Setting expectations for SSDs versus Flash

Nomenclature: SSD is a physical device that plugs into an electrical disk slot. Flash is a PCIe card. Both use the same underlying back end storage technology (flash chips of SLC, MLC, and related).

I’ve had a while to do some testing with a large number of SSD units in a single device. I can give you a definite sense of what I’ve been observing.

First: SSDs are, of course, fast for certain operations.

Second: there’s a whole lotta er … marketing numerology … around SSDs.

Ok. So imagine we have 48x very late model Sandforce 22xx equipped SSDs, in a single chassis. Call this thing an SSD array. Imagine that we’ve done some experimentation on various RAID cards. Including some from a vendor that has not been announced/released. Including some dumber HBAs.

If we believe the underlying theory behind SSDs, and aggregates of the same, for reasonable configurations of SSD (that does not mean RAID0s, but RAID5’s with a smaller chunk size), we should be able to approach the theoretical maximum number of IOPs, assuming that the RAID calculation engine can keep up with the SSD.
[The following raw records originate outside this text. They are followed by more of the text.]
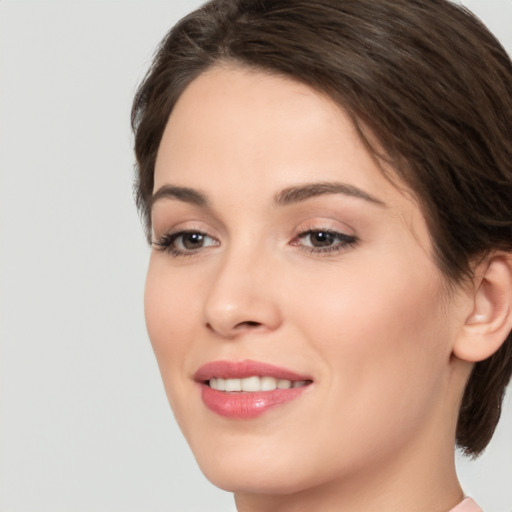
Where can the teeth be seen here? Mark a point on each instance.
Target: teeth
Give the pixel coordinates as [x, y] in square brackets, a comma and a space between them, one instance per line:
[253, 384]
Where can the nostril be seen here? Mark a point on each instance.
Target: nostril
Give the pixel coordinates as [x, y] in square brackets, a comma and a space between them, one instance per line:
[249, 323]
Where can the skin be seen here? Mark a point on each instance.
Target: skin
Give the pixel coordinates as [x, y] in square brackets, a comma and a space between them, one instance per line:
[372, 322]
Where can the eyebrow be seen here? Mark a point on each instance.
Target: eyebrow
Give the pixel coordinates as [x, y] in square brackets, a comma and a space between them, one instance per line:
[185, 194]
[285, 197]
[299, 193]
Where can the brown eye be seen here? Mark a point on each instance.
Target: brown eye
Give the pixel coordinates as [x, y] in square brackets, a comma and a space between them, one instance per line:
[192, 241]
[321, 238]
[185, 243]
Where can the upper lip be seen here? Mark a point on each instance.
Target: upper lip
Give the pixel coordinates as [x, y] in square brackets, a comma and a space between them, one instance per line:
[242, 369]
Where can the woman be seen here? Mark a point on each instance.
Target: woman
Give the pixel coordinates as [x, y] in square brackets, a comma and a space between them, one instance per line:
[326, 188]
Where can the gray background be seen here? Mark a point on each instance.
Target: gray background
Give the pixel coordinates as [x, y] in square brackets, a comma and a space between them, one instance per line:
[84, 423]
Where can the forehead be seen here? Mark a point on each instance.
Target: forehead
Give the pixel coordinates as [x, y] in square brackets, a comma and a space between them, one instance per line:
[235, 118]
[237, 130]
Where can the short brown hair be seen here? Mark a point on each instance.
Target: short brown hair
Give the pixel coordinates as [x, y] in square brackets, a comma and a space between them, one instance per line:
[425, 78]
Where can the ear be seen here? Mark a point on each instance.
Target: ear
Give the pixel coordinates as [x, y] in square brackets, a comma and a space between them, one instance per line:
[490, 321]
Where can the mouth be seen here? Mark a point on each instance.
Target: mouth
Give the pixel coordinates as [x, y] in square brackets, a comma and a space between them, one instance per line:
[247, 389]
[254, 384]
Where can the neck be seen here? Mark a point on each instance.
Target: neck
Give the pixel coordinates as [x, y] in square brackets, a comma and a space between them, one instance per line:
[413, 480]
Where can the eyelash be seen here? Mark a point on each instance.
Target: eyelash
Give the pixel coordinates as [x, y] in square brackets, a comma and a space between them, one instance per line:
[344, 241]
[167, 241]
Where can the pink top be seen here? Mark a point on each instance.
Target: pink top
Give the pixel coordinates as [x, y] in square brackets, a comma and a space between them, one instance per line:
[467, 505]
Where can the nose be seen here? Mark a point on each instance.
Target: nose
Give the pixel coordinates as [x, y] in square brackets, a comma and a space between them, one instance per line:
[243, 296]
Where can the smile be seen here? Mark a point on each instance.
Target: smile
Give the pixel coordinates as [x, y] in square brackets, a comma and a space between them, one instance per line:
[247, 389]
[254, 384]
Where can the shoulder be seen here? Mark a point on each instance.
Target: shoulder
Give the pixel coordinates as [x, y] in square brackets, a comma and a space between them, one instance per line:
[467, 505]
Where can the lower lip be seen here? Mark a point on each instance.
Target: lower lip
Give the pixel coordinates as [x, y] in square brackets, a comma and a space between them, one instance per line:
[244, 405]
This assumption is, sadly, incorrect.

Theoretical maximum IOP rate for this unit, assuming the vendors don’t … er … embellish too badly … is about 2.4M IOPs. After putting them into RAID5’s best possible case should be 2.1M IOPs.

What do we achieve?

Roughly 1/10th that number. For 8k random reads across files much larger than RAM. Well … thats using the HBAs. Using the RAID cards, its 1/30th that number.

And we see that 1/10th number again and again in our measurements. Doesn’t matter what we measure, the IOP rates never come close to the theoretical max, and are always hovering around 10% of it.

This suggests a nice rule of thumb. Take whatever they promise, and shift the decimal once to the left. That will be more along the IOP rate you will achieve.

What about with Flash cards?

There we have seen numbers from 100k-1M IOPs. For the Virident cards, we’ve measured, the numbers quoted were what we achieved without heroics.

Remember I indicated I found a very legitimate reason for PCIe cards? Well, its IOPs. Streaming … not so much, we can get decent stream performance out of spinning rust. No real advantage to SSD or Flash there. But IOPs … yeah … IOPs.

SSDs are in the $2.50 +/- 0.5 USD/GB region today. SLC flash ranges up to $50/GB, and MLC flash is on the order of call it $20/GB or less. Actually this varies quite a bit as well. I can’t talk publicly about some of the pricing we’ve seen, but its getting interesting.

So, a $2/GB SSD unit is, in reality in the 5-10k IOP region for applications (not meaningless benchmarks). A $50/GB Flash unit (25x the pricing) is in the 300k-1M IOP range for applications. 50-100x the performance.

If you look at it this way, for IOP heavy apps, the Flash pricing isn’t outrageous. But you have to compare similar things to understand this. Don’t compare them to 7200RPM spinning rust for bulk data service. Thats not what flash is good at. Compare it to the IOP heavy apps, where that poor spinning rust disk is maxing out at 110 IOPs, and the SSD is crusing along at 50-100x that, while the PCIe flash cruises along at 25-50x that of the SSD.

We have to set expectations correctly. Getting the nomenclature and real performance measures correct is very important. Avoiding the marketing numbers … also very important.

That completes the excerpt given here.